Suddenly, her muscle fibers tightened as she snapped out of the pill haze completely. Her irises reengaged her surroundings. Her face went from a vampiric pale to a golden clay tone. She was operating at full physical, mental, and cognitive potential again.

“Wait, Macky! You didn’t let me tell mah story. I loved the summertime. Did I say summer was bad? I loved summer.”

“Oh. Well, no, I guess not. You started to talk about my mom and the schoolhouse a bit, but I thought you were done.”

“No, I’m not done!” she said and pulled me back onto the couch. “See, your mom. She was the littlest sister, but all of us loved her so much. She was my best friend. She knew how hot it get up in
that damn schoolhouse. So she take twenty-five cents from Daddy’s change cup. Then she sneak her lil’ behind out the house while Daddy sleepin’. And she go to Mr.Lou’s ice-cream stand and get a strawberry cone and bring it to the schoolhouse! Every single day unless she was runnin’ errands about town with Mama.”

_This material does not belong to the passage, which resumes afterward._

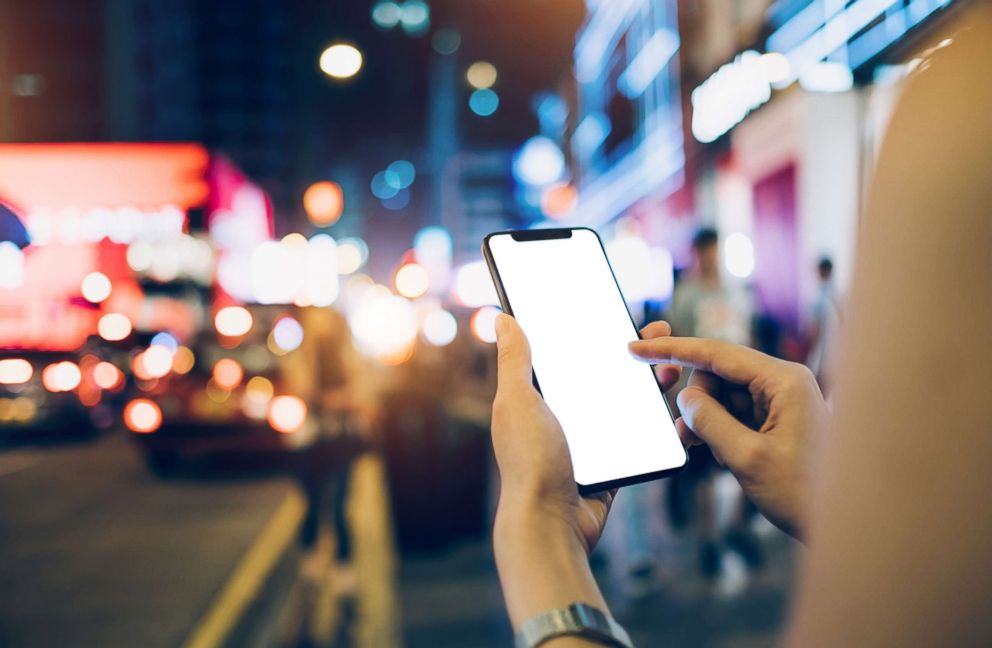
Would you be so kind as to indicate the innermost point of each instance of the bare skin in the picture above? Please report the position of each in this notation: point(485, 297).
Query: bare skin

“You’re kidding?” I said, wide-eyed. “Really?”

“Well, I had to get permission to use the latrine. And she would wait outside the window till I open it and say, ‘One strawberry cone for Ms. Lily!’ Sometimes it would melt by the time she gave it to me, ’cause the teacher ain’t give me the hall pass till I threaten to pee my britches. But not always. Sometimes it be nice and cold and ready to munch! I ate it right there in the bathroom. Never got caught!”

I missed my mom. Not entirely because of Aunt Lillian’s stories. I just felt like my mom passed away when I was too young to truly cherish how good our relationship was. Aunt Lillian didn’t have a mean bone in her body, and after really conversing with her, and absorbing so many of the similarities she had and still has with my mother, I was very relieved that we were under the same ceiling.

Aunt Lillian slipped back into an opioid stupor and began slurring her words again. It was equal parts breathtaking and bizarre to see how telling narratives about emotionally volcanic memories could bring a sharp, serene, completely sensical person out of Aunt Lillian.

She wasn’t quite making sense to me, but she definitely wasn’t confusing me anymore.

12
Thug Passion: One Part Alize, One Part Cristal

I drank too much that night and woke up submerged in a post-wine katzenjammer the next morning. My head was buzzing, and every fiber of my body slowly shriveled and wilted as the alcohol exited it. My body was uncomfortable. So quite appropriately, as any dehydrated, hungover lush would spontaneously do at 7 o’clock in the morning: I decided to mow my lawn. I had just gotten a lawn mower for my birthday from my dad.

Harper was still asleep, so I flipped her arm off of me, snuck out of bed, threw on some old clothes, and ninja-prowled downstairs to the garage. I wasn’t sure if it was too early to start mowing my lawn or not, but I at least wanted to make sure my new lawn mower was going to function properly. I didn’t have a backyard as a kid, so I’d never actually mowed a lawn before, and I knew absolutely nothing about my lawn mower. I wheeled it out onto the driveway and gave it a top-to-bottom examination.